@ssilk: Yeah, I saw that. Mainly why I feel it's cheesy is that logic gates are meant to be the most fundamental, the building block of every logic. Using smart inserters to create logic gates is totally backwards - it already has the equivalent of tons of logic gates in it for it to be able to compare and check inventories, yet you're using it to create the very logic that was already built into it to make a simpler gate? While it can do that, the fact is that it manipulates items to mimic logic gates. Logic gates irl use electricity as input and output, not items
The power switch mod seems to get the idea, though that isn't quite fundamental enough. In real circuitry, the two fundamental kinds of logic to build anything is IMPLIES NOT and AND logic, the former where a constantly on signal is used with input signals to create NOT logic, or multiple inputs to create NOR logic. Everything else is derived from there. And Minecraft redstone way simplifies NOT/NOR logic so you don't even need the constantly on signal, and doesn't have fundamental AND logic, but ah well, everything else it gets right.
@Cerb: I wouldn't rely on that graph as a reliable representation of where you should merge belts. That's correct for your setup at best. As far as we know, anything from simply removing and reattaching the belt, changing smelting speeds, and other unknown factors can greatly affect the optimal merge points, and I've already found that to be true on the first one. Good news though, I found a great way to determine if the merge point is optimal and belt fully compressed - at least on my computer, if belt is fully compressed, the items after the merge point don't even visually move at all if I set game speed to 10. And of course, 10x game speed is a really great way to really see if something stacks or not over a long period of time.

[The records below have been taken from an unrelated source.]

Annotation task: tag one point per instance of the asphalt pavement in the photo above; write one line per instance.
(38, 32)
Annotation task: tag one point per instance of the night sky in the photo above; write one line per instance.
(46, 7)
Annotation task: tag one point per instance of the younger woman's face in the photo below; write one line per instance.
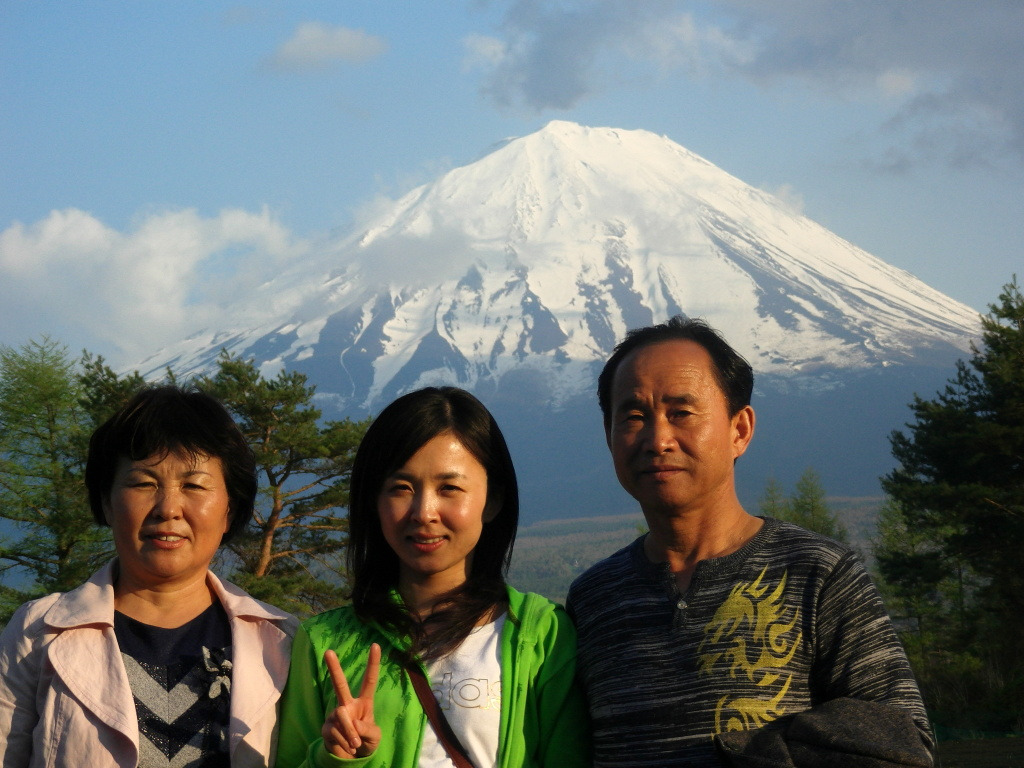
(431, 512)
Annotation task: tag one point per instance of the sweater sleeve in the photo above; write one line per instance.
(858, 653)
(20, 656)
(303, 713)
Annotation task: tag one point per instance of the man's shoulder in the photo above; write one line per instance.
(786, 539)
(614, 567)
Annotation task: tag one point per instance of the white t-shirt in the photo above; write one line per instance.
(467, 684)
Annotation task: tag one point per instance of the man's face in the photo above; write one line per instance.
(671, 436)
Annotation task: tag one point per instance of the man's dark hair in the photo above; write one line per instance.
(165, 420)
(733, 374)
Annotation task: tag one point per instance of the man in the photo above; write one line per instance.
(717, 624)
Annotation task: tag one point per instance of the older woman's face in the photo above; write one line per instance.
(168, 514)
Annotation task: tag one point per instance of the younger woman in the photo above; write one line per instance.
(432, 517)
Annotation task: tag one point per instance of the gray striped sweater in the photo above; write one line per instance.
(787, 622)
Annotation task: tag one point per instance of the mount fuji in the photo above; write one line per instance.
(514, 276)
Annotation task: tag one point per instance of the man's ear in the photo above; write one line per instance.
(742, 430)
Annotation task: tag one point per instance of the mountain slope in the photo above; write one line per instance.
(542, 254)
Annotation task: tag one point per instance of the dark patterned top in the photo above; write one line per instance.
(787, 622)
(181, 681)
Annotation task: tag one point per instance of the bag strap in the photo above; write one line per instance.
(441, 727)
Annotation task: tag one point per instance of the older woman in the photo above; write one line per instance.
(154, 660)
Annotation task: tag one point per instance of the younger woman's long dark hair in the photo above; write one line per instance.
(400, 430)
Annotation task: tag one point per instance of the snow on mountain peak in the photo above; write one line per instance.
(543, 253)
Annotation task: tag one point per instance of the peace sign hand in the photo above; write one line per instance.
(350, 730)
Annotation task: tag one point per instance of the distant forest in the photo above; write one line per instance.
(944, 543)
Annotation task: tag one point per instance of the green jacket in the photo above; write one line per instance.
(543, 719)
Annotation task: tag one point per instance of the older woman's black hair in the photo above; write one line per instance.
(165, 420)
(400, 430)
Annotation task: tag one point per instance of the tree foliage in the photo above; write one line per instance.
(806, 507)
(293, 553)
(956, 524)
(49, 541)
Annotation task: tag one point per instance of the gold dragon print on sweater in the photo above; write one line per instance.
(753, 634)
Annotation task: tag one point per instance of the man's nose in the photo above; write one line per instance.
(659, 435)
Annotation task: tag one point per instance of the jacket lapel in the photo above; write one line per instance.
(85, 656)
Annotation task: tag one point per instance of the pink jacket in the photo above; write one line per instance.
(65, 698)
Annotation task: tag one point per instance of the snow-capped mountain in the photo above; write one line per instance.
(543, 253)
(515, 275)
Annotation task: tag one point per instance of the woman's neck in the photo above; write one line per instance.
(423, 594)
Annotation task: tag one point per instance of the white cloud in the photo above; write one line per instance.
(965, 56)
(482, 51)
(127, 294)
(315, 46)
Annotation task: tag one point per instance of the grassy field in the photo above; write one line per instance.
(550, 554)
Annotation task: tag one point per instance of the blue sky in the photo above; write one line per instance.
(159, 158)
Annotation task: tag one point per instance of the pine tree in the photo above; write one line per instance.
(773, 502)
(293, 554)
(960, 488)
(807, 507)
(51, 542)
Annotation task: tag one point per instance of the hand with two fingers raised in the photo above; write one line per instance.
(350, 730)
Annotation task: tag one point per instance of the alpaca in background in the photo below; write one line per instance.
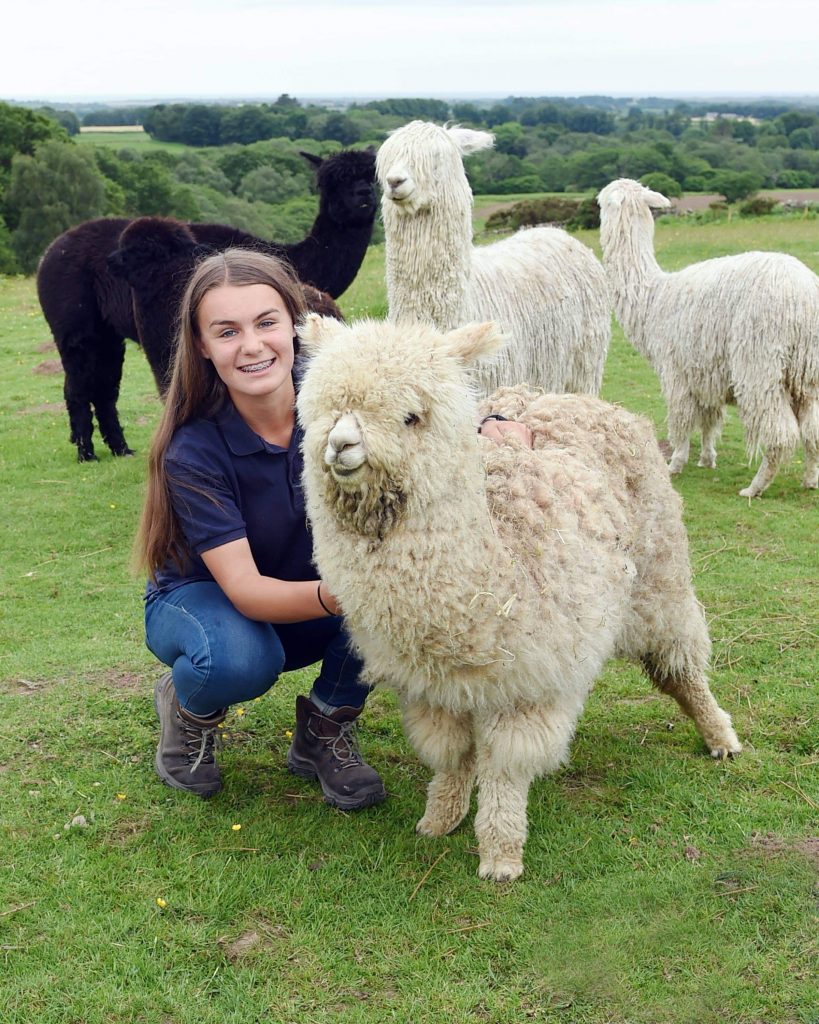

And also, there's no problem with having an ultra fast belt for decompressing the express belt throughput tester. You need to find the optimal merge point for fast and normal belts already with a faster belt, and I never said that you can ignore merge point optimization on having an ultra fast belt decompress the express tester. Having one would be a lot more reliable than using splitters, which is yet another unknown that I need to verify that it doesn't affect compression.
Also, I see that you're using decimal smelting speeds with speed modules. Good idea which I didn't try, and so I took it a step further by using beacons so I can get it even more accurate to 0.1 smelting speed intervals. And so far, I"ve tested normal and fast belts, and am not sure if splitters can keep full compression on express belts, but I'll do that soon.
Results:
Normal belt: 21.5 (highest 0.1 interval)
From your range of 21.4 - 21.6, found it to be like exactly 21.5. It can handle 21.5 without stacking, and 21.6 stacks at an extremely slow rate, even on game speed 10, but it's there alright. So slow that if I were to guess a number between 21.5 and 21.6, I'd say like 21.58 or something, because it takes whole minutes for it to fill that belt.
Fast belt: 36.0 (highest 0.1 interval)
Yep, confirmed. Far as 0.1 intervals go, 36.0 is the exact total smelting speed to reach max throughput on a fast belt. 36.1 starts stacking, faster than 21.6 stacks for normal belts, which is why I'm sure the exact total smelting speeds for them must be finer measurements than 0.1 smelting speed intervals. But luckily, that doesn't really matter, because there is no way to get 0.05 intervals
Getting an exact items/second value will require a finer test - this smelting speed based test is a rough way that just happened to show that items/second throughput is higher than what was listed on wiki.
Express belt: ???
Until I test and verify that splitters keep full compression in that setup, don't know the values.
Edit: Found that splitters don't always keep full compression and it certainly doesn't in your setup, so your express belt setup is not a valid setup to test this. One side of the splitters start stacking, normal due to that left side takes priority behavior, but I can clearly see that there's a tiny gap in compression in the merged express belt every 2 seconds or so. And actually, I found that even shifting over that setup of splitters one tile to the right will screw up compression even more. so that merge point optimization thing even extends to splitter placement apparently. Tricky. See if you can find a position that keeps full compression.
Also, I cleaned up and modified your test world a bit and did some console commands, like always day, instant mining, all tech researched, and some give commands. If you want, you can download it here. I find it a lot more convenient to test on.